# replicate

**Repository Path**: mirrors_github/replicate

## Basic Information

- **Project Name**: replicate
- **Description**: Dump and load relational objects between Ruby environments.
- **Primary Language**: Unknown
- **License**: MIT
- **Default Branch**: master
- **Homepage**: None
- **GVP Project**: No

## Statistics

- **Stars**: 0
- **Forks**: 0
- **Created**: 2020-08-08
- **Last Updated**: 2026-02-14

## Categories & Tags

**Categories**: Uncategorized

**Tags**: None

## README

Dump and load relational objects between Ruby environments.
===========================================================

The project started at GitHub to simplify the process of getting real production
data into development and staging environments.
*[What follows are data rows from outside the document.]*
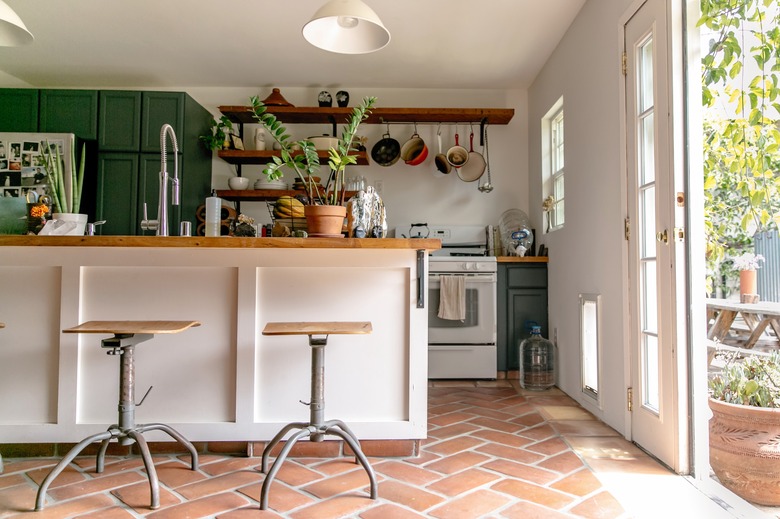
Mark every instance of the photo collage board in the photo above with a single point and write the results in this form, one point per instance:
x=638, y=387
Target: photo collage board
x=22, y=166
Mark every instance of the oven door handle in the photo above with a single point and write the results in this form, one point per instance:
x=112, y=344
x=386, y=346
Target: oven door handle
x=421, y=278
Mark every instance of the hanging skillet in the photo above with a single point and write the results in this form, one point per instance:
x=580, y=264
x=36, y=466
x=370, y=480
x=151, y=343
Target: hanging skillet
x=387, y=150
x=475, y=165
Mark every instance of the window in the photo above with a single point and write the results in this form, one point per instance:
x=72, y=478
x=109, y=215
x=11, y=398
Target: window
x=553, y=166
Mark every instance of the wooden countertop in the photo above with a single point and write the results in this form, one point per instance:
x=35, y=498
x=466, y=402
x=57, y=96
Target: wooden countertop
x=525, y=259
x=218, y=243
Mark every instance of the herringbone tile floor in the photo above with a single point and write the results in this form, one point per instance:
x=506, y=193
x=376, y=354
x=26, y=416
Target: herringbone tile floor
x=493, y=451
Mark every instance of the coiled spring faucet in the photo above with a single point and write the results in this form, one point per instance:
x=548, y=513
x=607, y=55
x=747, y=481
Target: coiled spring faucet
x=161, y=223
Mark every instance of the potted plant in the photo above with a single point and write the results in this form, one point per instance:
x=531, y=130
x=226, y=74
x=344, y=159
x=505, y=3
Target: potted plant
x=219, y=136
x=747, y=264
x=301, y=157
x=745, y=427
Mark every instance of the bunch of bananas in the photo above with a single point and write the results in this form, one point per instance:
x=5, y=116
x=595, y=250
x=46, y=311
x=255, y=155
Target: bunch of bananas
x=288, y=207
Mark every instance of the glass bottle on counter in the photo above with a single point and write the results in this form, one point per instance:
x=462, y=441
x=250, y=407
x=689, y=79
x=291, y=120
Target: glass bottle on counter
x=537, y=362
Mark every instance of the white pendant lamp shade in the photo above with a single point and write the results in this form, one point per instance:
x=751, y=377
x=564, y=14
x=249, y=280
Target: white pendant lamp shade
x=346, y=27
x=12, y=29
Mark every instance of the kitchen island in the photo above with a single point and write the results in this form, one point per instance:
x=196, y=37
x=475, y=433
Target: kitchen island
x=222, y=381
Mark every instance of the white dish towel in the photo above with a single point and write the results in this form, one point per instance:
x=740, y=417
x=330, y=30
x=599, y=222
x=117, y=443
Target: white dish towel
x=452, y=298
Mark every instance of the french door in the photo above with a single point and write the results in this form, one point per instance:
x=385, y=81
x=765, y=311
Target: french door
x=652, y=240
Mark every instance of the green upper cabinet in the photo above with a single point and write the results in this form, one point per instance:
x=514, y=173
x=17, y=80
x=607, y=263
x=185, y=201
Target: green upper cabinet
x=120, y=121
x=160, y=108
x=69, y=111
x=18, y=110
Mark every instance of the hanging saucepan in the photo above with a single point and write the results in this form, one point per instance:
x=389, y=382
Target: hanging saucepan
x=457, y=156
x=387, y=151
x=441, y=159
x=475, y=166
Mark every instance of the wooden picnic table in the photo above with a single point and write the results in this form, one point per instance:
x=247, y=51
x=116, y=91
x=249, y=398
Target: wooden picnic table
x=722, y=314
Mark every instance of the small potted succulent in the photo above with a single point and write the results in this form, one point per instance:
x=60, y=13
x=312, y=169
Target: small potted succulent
x=301, y=157
x=745, y=426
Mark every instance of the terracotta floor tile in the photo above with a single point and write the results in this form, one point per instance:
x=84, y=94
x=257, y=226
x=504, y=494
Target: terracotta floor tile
x=231, y=465
x=581, y=483
x=522, y=471
x=407, y=473
x=524, y=510
x=219, y=484
x=450, y=418
x=450, y=431
x=92, y=486
x=511, y=453
x=457, y=462
x=357, y=481
x=339, y=506
x=407, y=495
x=499, y=425
x=177, y=474
x=601, y=506
x=564, y=463
x=281, y=498
x=449, y=447
x=204, y=507
x=389, y=511
x=534, y=493
x=463, y=482
x=475, y=504
x=138, y=496
x=511, y=440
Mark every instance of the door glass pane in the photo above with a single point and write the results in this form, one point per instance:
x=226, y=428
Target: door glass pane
x=650, y=394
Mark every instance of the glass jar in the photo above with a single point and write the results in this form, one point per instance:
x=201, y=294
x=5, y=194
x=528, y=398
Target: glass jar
x=537, y=362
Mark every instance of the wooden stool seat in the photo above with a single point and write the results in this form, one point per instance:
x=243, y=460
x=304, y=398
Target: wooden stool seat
x=316, y=428
x=127, y=334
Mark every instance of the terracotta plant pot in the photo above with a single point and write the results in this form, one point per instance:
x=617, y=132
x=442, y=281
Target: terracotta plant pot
x=745, y=452
x=325, y=221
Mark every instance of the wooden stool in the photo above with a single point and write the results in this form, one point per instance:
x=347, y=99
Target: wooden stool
x=316, y=428
x=126, y=335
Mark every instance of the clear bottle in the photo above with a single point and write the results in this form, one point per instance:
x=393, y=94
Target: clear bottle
x=537, y=362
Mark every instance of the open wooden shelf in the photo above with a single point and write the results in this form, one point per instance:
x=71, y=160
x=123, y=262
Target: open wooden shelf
x=336, y=115
x=265, y=156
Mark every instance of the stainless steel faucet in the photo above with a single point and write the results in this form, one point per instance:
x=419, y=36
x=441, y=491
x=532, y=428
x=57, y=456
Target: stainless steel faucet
x=161, y=223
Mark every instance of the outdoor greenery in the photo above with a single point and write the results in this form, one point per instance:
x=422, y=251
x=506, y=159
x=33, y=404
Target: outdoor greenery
x=741, y=97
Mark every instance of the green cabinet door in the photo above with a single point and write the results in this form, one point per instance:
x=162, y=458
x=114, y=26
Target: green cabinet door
x=18, y=110
x=117, y=189
x=522, y=300
x=119, y=122
x=69, y=111
x=161, y=108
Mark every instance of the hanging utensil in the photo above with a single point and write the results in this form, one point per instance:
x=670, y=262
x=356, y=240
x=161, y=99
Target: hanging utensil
x=488, y=187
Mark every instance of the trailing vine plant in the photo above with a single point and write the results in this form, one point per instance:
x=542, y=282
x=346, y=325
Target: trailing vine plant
x=741, y=99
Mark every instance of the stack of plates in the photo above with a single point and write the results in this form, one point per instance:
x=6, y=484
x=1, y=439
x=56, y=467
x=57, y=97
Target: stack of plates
x=267, y=184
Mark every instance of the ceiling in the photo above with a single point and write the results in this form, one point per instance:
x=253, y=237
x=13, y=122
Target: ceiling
x=453, y=44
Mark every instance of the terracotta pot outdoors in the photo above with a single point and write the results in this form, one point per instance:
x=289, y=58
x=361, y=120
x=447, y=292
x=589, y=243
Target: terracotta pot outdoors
x=325, y=221
x=744, y=451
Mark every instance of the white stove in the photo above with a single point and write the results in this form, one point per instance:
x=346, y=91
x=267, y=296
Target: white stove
x=461, y=349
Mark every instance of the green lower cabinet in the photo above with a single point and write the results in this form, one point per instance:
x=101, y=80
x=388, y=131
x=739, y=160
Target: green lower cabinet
x=522, y=300
x=117, y=193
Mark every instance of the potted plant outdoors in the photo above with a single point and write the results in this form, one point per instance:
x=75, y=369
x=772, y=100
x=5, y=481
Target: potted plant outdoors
x=747, y=264
x=65, y=187
x=745, y=427
x=301, y=157
x=219, y=137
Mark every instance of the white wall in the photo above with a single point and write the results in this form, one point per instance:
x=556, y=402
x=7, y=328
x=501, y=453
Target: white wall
x=586, y=255
x=411, y=193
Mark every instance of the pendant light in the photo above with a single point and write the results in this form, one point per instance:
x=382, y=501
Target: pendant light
x=346, y=27
x=12, y=29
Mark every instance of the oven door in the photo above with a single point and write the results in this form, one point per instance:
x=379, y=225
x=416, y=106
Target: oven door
x=479, y=327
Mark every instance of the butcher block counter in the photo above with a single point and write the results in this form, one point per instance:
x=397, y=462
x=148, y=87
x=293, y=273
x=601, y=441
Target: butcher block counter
x=224, y=380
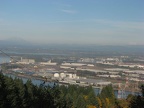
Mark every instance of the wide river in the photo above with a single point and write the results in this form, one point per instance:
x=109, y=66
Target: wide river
x=96, y=90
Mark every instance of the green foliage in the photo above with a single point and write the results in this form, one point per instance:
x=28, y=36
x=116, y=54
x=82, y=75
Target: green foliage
x=16, y=94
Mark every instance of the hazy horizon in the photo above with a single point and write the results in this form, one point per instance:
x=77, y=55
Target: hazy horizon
x=80, y=22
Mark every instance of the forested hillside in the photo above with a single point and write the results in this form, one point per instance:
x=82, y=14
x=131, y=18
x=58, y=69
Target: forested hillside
x=15, y=94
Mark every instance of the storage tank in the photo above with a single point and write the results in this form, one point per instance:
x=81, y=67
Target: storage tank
x=56, y=75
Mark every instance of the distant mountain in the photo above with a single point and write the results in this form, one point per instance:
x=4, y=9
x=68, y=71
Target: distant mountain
x=14, y=42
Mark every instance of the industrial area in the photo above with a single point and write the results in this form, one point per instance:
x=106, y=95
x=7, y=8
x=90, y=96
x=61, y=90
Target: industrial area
x=95, y=72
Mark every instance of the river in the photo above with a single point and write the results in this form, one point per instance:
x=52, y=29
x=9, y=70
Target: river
x=96, y=90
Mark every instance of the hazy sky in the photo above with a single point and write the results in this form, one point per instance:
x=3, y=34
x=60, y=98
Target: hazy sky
x=73, y=21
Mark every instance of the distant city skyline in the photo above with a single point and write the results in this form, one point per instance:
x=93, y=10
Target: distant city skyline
x=107, y=22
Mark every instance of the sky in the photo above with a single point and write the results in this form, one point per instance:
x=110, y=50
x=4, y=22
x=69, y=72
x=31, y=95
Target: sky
x=100, y=22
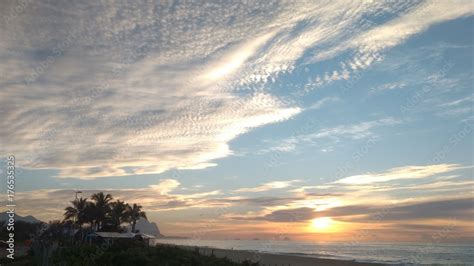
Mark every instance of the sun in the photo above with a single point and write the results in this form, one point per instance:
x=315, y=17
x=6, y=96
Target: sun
x=321, y=224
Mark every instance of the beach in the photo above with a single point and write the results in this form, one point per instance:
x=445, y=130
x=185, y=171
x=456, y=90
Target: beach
x=266, y=259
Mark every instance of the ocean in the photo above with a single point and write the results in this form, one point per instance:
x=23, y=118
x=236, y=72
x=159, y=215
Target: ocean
x=388, y=253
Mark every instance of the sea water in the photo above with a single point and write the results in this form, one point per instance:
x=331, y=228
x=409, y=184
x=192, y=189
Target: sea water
x=388, y=253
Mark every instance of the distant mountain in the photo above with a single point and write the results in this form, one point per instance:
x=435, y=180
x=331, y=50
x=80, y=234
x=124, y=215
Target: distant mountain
x=149, y=228
x=29, y=219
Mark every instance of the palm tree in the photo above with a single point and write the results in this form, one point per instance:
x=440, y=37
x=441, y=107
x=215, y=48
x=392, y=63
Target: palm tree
x=101, y=208
x=135, y=213
x=119, y=213
x=76, y=212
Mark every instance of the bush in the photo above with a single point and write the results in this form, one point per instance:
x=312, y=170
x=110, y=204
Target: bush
x=124, y=254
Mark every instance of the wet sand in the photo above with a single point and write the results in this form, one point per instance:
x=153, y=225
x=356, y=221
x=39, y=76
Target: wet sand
x=266, y=259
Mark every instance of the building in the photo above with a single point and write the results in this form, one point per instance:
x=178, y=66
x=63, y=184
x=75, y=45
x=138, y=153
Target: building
x=114, y=237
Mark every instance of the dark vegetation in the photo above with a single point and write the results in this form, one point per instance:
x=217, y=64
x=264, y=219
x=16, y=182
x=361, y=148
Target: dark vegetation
x=62, y=242
x=136, y=255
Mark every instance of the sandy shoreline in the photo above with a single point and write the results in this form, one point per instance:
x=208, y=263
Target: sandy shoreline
x=266, y=259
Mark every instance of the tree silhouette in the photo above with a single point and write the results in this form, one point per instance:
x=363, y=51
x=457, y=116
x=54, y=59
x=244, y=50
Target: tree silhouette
x=135, y=214
x=101, y=208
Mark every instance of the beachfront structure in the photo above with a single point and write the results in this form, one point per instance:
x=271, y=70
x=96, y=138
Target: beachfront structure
x=113, y=237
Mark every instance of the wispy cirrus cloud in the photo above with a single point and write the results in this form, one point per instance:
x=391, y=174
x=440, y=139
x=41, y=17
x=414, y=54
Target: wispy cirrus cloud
x=353, y=131
x=128, y=89
x=406, y=172
x=269, y=186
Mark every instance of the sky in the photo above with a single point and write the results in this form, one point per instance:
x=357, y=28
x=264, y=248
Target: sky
x=312, y=120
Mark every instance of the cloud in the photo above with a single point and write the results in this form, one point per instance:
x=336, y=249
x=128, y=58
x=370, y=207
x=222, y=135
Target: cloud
x=406, y=172
x=114, y=90
x=165, y=186
x=269, y=186
x=354, y=131
x=369, y=44
x=458, y=208
x=317, y=105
We use it to replicate entire
repository data (including associated issue, pull request, commit comment, etc.
records) from production to our development environments with a single command.
It's excessively useful for troubleshooting issues, support requests, and
exception reports as well as for establishing real data for evaluating design
concepts.

Synopsis
--------

### Installing

    $ gem install replicate

### Dumping objects

Evaluate a Ruby expression, dumping all resulting objects to standard output:

    $ replicate -r ./config/environment -d "User.find(1)" > user.dump
    ==> dumped 4 total objects:
    Profile        1
    User           1
    UserEmail      2

The `-r ./config/environment` option is used to require environment setup and
model instantiation code needed by the ruby expression.

### Dumping many objects with a dump script

Dump scripts are normal ruby source files evaluated in the context of the
dumper. The `dump(object)` method is used to put objects into the dump stream.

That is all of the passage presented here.